Knuths TeX book mumbles something about "registers" that
hold things like page numbers or whatever. Where is there
a complete list of these registers, uses, and limitations?
Knuths TeX book is an abomination, describing lexing and parsing
as mouth, gullet and stomach nonsense.
[Well, he invented most of what we know about parsing, he gets to
explain it any way he wants. Chapters 7 and 8 describe the syntax
operationally. -John]
> I've looked high and low without success. Where can i find
> something resembling the BNF of Knuth's TeX typesetting syntax?
Most of what is described in the TeXbook is plain TeX, which uses many
macros in plain.tex. I believe the book describes as primitives those
that are actually built in to the processor before any macros are
loaded (virtex).
> What symbols are fundamental, and what ones are derived?
As I mentioned earlier today in another newsgroup, TeX can't be
compiled. Among the things that can be changed are which characters
are letters and which are not. That can be changed just about up to
the point that they are read in and processed. You can't even say
what a symbol is until you have described which characters are
letters.
> Knuths TeX book mumbles something about "registers" that hold things
> like page numbers or whatever. Where is there a complete list of
> these registers, uses, and limitations?
I believe the fundamental integer registers are \count0 through
\count255, but most that are actually used are defined through macros.
The TeXbook describes them pretty well.
> Knuths TeX book is an abomination, describing lexing and parsing as
> mouth, gullet and stomach nonsense.
That is pretty important, as in some cases macros change things
just before they are used.
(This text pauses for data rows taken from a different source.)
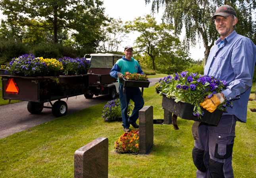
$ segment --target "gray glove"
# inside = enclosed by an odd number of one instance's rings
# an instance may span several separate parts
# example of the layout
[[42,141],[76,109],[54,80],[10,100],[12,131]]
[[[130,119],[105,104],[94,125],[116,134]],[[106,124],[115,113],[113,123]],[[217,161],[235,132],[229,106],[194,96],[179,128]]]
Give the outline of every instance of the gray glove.
[[124,76],[122,73],[121,73],[121,72],[119,72],[117,73],[117,77],[118,77],[118,78],[119,78],[119,79],[120,80],[121,78],[123,78]]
If you get it wrong, they are changed
too late. Consider \def\x{\y}\x is x defined before it is
expanded, or not? How about \def\x{\y} \x ?
In some places white space is significant, and others it is not.
That is not going to be easy to do in BNF.
-- glen
Well, the stuff is in the TeXbook, but for most practical applications
that won't get you very far because TeX is a macro-processing
language, which has a tendency to blur (in practice although not in
theory) the syntax and the semantics of the language. Typical
user-visible features in plain or LaTeX involve many layers of macros.
When I try to parse LaTeX I usually just write a crude parser that
recognises LaTeX's special characters and gobbles up {} and []
delimited paramaters. The BNF is trivial.
Adrian
> Russell Shaw wrote:
> > Knuths TeX book mumbles something about "registers" that hold things
> > like page numbers or whatever. Where is there a complete list of
> > these registers, uses, and limitations?
>
> I believe the fundamental integer registers are \count0 through
> \count255, but most that are actually used are defined through macros.
> The TeXbook describes them pretty well.
>
> > Knuths TeX book is an abomination, describing lexing and parsing as
> > mouth, gullet and stomach nonsense.
>
> That is pretty important, as in some cases macros change things
> just before they are used. If you get it wrong, they are changed
> too late. Consider \def\x{\y}\x is x defined before it is
> expanded, or not? How about \def\x{\y} \x ?
Knuth's TeX Book is a manual for using TeX. It is a wonderful book.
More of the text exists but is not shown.